There is a problem. Recall that the publisher posts a message to the queue every second. Because the client takes 5 seconds to process each message, it will very quickly get far behind the publisher. The solution? Open another window and run a second client, and now the messages are processed twice as fast. It’s still not quick enough to handle the volume produced by the publisher, but adding more clients can further spread the load and keep the unprocessed messages from falling behind. This setup is referred to as worker queues.

Worker queues function by round-robining the message publishing between clients connected to a named queue. The {ack:true} parameter to the subscribe command instructs AMQP to wait for the user to acknowledge that the processing has been completed for a message. The shift method provides that acknowledgment by shifting the message off the queue and removing it from service. This way, if the worker happens to die while processing a message, the RabbitMQ broker will send the message to the next available client. There is no timeout; as long as the client is connected, the message will be removed from play. Only when the client disconnects without acknowledging a message will it be sent to the next client.

Warning

A common “gotcha” occurs when developers forget to use the q.shift() command.
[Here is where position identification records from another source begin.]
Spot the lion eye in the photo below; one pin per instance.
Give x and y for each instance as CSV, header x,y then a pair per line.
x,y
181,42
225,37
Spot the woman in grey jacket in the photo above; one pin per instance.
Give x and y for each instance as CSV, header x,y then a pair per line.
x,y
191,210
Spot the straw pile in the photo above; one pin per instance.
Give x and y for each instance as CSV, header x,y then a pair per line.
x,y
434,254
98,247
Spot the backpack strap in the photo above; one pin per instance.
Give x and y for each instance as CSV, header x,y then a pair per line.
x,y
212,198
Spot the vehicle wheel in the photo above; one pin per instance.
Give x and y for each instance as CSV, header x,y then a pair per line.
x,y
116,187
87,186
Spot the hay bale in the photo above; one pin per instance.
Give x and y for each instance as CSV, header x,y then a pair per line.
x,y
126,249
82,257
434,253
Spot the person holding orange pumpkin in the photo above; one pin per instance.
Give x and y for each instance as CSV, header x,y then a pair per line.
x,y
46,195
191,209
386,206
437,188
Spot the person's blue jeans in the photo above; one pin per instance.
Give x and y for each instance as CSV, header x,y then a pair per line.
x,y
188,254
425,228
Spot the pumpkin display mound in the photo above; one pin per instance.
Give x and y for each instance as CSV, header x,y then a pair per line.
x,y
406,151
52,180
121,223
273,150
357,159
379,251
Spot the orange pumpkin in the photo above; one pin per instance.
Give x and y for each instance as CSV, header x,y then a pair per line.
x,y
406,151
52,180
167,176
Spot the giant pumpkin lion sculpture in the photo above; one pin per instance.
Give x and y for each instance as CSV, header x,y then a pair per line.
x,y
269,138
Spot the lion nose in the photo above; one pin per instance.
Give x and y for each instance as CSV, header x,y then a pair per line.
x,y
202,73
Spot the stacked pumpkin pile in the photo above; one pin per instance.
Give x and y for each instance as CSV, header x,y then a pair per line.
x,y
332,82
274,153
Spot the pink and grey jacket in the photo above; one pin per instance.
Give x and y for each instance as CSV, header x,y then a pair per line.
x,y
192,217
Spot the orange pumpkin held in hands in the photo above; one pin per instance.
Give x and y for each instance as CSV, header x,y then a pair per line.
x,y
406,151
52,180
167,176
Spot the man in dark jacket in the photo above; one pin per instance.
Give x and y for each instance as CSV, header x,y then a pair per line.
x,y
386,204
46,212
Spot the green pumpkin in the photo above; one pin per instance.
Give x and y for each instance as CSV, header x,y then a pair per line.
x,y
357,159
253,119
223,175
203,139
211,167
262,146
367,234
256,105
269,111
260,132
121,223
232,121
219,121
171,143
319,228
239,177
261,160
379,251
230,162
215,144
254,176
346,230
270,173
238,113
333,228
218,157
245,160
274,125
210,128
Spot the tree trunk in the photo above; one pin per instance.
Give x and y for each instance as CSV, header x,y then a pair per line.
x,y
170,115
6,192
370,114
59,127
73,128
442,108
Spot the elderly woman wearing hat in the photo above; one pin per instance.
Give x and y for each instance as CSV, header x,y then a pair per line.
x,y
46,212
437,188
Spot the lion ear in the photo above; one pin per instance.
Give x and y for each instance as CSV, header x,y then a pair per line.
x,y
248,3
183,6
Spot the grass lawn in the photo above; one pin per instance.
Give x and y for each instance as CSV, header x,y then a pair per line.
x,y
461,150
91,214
If you forget it, your program will continue to function as normal, but as soon as your client disconnects, the server will place all of the messages the client processed back onto the queue.

Another side effect is that the memory usage by RabbitMQ will gradually rise. This is because, although the messages are removed from active duty on the queue, they are kept in memory until they are acknowledged and deleted by the client.